Why you shouldn’t show your capabilities too early

It was 1988 when Neil Rackham dedicated a chapter of his ‘Spin Selling’ book to this topic.

Even if it was almost 3 decades ago and lot of things changed, it’s always good to remind why demonstrate your products’ capabilities too early can kill your sale.

In a complex sale, presenting your capabilities too soon doesn’t lead to any success.

Especially today, when customers have access to most of the information they need, this one way approach is not useful anymore.

Better to say: if it didn’t work 30 years ago, why should it work nowadays?

The problem is that presenting a solution without understanding a need or a situation puts your potential customers in a strange position:

Decide if it will fit their needs or not in an undefined future.

This behaviour leads to several consequences:

  1. You waste your time
  2. You kill the value of your product / service
  3. You are not aligned with your customer.

It’s like you and your customer speak two different languages.

Even if there is a potential interest, you’re killing it with a one way communication that may be perceived as vanity.
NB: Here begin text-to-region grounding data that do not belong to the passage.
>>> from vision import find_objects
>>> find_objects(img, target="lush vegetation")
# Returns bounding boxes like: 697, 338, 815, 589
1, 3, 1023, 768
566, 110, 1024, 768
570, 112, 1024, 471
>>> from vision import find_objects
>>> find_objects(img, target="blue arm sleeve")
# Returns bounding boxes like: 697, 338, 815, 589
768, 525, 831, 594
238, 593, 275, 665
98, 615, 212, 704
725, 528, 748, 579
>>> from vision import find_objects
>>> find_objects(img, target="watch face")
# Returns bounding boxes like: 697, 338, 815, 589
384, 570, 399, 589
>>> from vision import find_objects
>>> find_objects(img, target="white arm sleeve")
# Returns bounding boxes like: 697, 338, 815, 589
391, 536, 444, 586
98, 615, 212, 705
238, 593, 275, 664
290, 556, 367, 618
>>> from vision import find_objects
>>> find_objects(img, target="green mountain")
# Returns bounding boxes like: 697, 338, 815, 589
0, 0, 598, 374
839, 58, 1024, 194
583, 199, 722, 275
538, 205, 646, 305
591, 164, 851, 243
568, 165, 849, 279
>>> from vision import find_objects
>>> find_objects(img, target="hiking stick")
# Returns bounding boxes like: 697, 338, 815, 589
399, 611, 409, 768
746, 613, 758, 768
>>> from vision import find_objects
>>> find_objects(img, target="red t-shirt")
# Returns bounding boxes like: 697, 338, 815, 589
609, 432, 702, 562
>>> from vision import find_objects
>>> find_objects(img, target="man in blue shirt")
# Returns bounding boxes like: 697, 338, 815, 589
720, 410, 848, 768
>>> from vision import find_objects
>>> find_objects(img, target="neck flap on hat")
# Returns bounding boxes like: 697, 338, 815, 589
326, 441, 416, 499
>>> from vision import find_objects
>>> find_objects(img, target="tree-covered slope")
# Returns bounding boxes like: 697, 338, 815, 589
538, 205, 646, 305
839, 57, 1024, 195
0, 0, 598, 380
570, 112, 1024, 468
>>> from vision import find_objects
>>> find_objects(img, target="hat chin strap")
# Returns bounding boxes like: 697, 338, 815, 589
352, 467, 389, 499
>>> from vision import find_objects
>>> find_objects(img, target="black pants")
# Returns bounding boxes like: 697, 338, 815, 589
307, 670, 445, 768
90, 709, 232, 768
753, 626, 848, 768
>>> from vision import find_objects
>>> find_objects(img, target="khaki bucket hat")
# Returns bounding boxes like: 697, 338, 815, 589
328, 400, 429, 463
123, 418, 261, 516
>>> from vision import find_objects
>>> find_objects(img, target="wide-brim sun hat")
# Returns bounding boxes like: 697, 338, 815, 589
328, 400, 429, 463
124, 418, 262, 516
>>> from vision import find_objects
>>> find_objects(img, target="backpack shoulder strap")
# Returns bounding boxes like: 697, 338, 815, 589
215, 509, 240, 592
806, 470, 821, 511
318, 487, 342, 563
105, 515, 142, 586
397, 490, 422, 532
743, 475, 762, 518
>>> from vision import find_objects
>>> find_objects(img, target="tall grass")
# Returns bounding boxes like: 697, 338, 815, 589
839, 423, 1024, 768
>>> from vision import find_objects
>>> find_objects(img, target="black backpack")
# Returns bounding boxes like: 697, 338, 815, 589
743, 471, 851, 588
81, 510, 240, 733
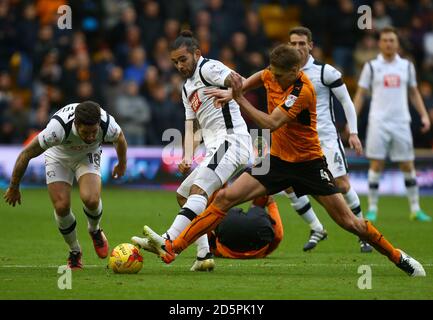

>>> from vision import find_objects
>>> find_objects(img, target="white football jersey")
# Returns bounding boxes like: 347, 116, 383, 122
182, 56, 250, 149
38, 103, 121, 161
302, 55, 344, 142
358, 54, 417, 123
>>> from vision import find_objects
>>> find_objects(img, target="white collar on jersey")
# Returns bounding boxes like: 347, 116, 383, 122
71, 121, 78, 137
302, 55, 315, 70
378, 53, 401, 63
192, 56, 206, 78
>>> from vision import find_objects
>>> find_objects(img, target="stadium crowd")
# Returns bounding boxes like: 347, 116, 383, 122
0, 0, 432, 147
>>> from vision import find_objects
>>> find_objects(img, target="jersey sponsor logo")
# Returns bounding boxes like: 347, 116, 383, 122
284, 94, 298, 108
383, 74, 400, 88
47, 170, 56, 178
189, 90, 202, 113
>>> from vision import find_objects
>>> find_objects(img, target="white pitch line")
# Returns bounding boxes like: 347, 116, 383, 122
1, 263, 432, 268
0, 265, 101, 268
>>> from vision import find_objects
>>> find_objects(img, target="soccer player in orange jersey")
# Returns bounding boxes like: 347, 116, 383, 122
142, 44, 425, 277
208, 196, 283, 259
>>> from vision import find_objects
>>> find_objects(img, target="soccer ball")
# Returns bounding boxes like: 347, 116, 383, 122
108, 243, 143, 274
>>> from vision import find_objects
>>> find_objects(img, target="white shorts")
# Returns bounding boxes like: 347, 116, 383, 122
320, 138, 348, 178
366, 121, 414, 162
44, 150, 102, 185
177, 134, 253, 198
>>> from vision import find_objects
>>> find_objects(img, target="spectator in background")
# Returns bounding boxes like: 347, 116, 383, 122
353, 34, 379, 76
115, 81, 151, 145
372, 1, 393, 32
1, 95, 30, 144
300, 0, 327, 46
330, 0, 359, 76
102, 65, 123, 115
138, 0, 163, 54
124, 46, 149, 86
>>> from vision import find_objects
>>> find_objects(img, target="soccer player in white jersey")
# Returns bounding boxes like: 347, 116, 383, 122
132, 30, 253, 271
286, 27, 372, 253
354, 26, 431, 222
4, 101, 128, 269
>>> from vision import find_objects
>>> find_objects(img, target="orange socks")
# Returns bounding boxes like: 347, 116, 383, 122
173, 203, 226, 253
363, 220, 401, 264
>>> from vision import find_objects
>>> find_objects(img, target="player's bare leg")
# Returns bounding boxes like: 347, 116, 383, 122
78, 173, 108, 258
399, 161, 431, 222
143, 172, 266, 263
48, 182, 82, 269
335, 175, 372, 253
315, 193, 425, 276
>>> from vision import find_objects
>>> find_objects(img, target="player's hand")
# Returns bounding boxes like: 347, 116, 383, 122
420, 115, 431, 133
229, 72, 243, 100
348, 133, 363, 156
178, 159, 192, 175
4, 187, 21, 207
112, 163, 126, 179
204, 88, 232, 109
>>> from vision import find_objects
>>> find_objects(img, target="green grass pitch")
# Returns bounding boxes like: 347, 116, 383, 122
0, 188, 432, 300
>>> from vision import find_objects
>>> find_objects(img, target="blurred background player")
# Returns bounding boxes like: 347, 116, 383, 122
132, 30, 254, 272
3, 101, 127, 269
286, 26, 372, 253
354, 26, 432, 222
208, 195, 283, 259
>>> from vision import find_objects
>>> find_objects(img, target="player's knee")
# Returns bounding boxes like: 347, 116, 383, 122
53, 201, 71, 216
82, 196, 100, 210
399, 161, 414, 172
176, 193, 187, 207
189, 185, 207, 197
336, 180, 350, 193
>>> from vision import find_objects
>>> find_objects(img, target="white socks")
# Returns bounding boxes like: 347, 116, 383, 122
165, 194, 210, 258
368, 169, 381, 212
343, 187, 363, 218
285, 192, 324, 232
404, 170, 420, 213
54, 210, 80, 253
83, 199, 103, 232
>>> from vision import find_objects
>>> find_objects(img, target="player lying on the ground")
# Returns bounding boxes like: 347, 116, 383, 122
208, 195, 283, 259
3, 101, 127, 269
140, 45, 426, 277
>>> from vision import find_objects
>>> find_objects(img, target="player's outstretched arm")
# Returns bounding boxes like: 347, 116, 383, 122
230, 72, 289, 131
4, 136, 45, 206
112, 131, 127, 179
205, 70, 264, 108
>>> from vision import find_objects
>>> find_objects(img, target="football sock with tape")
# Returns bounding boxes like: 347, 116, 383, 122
166, 194, 210, 258
404, 170, 420, 213
343, 187, 363, 218
54, 210, 81, 253
173, 203, 226, 254
83, 199, 103, 232
285, 192, 323, 232
363, 220, 400, 264
368, 170, 381, 212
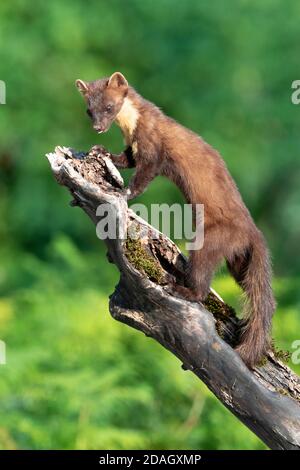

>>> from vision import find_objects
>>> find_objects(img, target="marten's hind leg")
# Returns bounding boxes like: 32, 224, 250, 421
185, 247, 223, 301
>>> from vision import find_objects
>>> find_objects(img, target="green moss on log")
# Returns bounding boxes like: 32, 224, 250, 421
273, 346, 291, 363
125, 237, 164, 284
257, 356, 268, 367
276, 388, 289, 396
204, 293, 236, 319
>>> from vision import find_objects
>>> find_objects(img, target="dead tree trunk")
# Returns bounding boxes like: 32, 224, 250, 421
46, 145, 300, 450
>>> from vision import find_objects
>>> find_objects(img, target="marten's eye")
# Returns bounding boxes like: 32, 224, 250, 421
105, 104, 113, 113
86, 109, 93, 119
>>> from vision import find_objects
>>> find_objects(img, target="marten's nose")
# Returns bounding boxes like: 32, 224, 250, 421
94, 125, 104, 134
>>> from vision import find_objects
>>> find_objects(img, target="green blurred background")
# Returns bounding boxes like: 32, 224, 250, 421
0, 0, 299, 450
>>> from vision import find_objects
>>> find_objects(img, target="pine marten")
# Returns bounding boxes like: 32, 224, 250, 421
75, 72, 276, 368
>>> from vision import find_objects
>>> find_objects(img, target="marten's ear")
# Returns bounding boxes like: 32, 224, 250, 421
107, 72, 128, 89
75, 79, 89, 96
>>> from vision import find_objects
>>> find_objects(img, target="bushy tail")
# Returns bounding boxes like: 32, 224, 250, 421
233, 233, 276, 368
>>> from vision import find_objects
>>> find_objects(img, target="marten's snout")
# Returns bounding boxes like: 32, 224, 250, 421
93, 124, 105, 134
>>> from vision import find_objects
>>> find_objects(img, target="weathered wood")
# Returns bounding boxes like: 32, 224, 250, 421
46, 145, 300, 450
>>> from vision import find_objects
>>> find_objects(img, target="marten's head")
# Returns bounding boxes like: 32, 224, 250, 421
75, 72, 129, 134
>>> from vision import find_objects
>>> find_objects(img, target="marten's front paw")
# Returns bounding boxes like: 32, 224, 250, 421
90, 145, 110, 157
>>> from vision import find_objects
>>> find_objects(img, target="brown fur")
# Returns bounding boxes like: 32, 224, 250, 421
76, 72, 276, 368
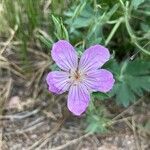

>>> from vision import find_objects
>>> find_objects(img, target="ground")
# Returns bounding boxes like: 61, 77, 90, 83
0, 80, 149, 149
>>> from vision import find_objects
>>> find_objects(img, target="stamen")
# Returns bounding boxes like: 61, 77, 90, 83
70, 69, 86, 85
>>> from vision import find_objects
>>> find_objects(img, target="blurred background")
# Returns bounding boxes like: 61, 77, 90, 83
0, 0, 150, 149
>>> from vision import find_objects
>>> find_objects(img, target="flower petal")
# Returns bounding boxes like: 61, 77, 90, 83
67, 84, 90, 116
84, 69, 115, 93
51, 40, 78, 71
79, 45, 110, 72
46, 71, 71, 94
Worst of all, there is one long-term consequence that shouldn’t be underestimated:

You will be never aligned to your customer.

The reason is easy: when you deliver a presentation based on what you can do now, you fix your features and benefits in a determined time frame.

You fix them in the ‘Now’.

The first problem is that your ‘Now’ is not your customers’ ‘Now’, if you don’t understand what he needs.

So you’re misaligned in the present.

The second one is that ‘Now’ is perfect for a transactional purchase, but not for a complex sale that aims to establish a long business relationship.

The main purpose of a complex sale is selling ‘Now’ for selling ‘Later’.

So you will be misaligned in the future too.

Your customer will always remember you as the supplier who knows how to do those things, because he did those things for these customers… but unfortunately he didn’t need all these things at that time.

But maybe he will call you when and if he will need.

The problem is that he doesn’t know why to call you.

He doesn’t know what kind of needs you can understand and what kind of problem you can solve because you spoke of everything except of him.

When you don’t understand the actual customers’ needs and try to anticipate the future ones, your presentation is not anchored to a need but to a time frame, to a ‘Now’.

But large customers buy ‘Now’ to anticipate the future.

And if you’re a ‘Now’ supplier, you’ll never be one of his choices.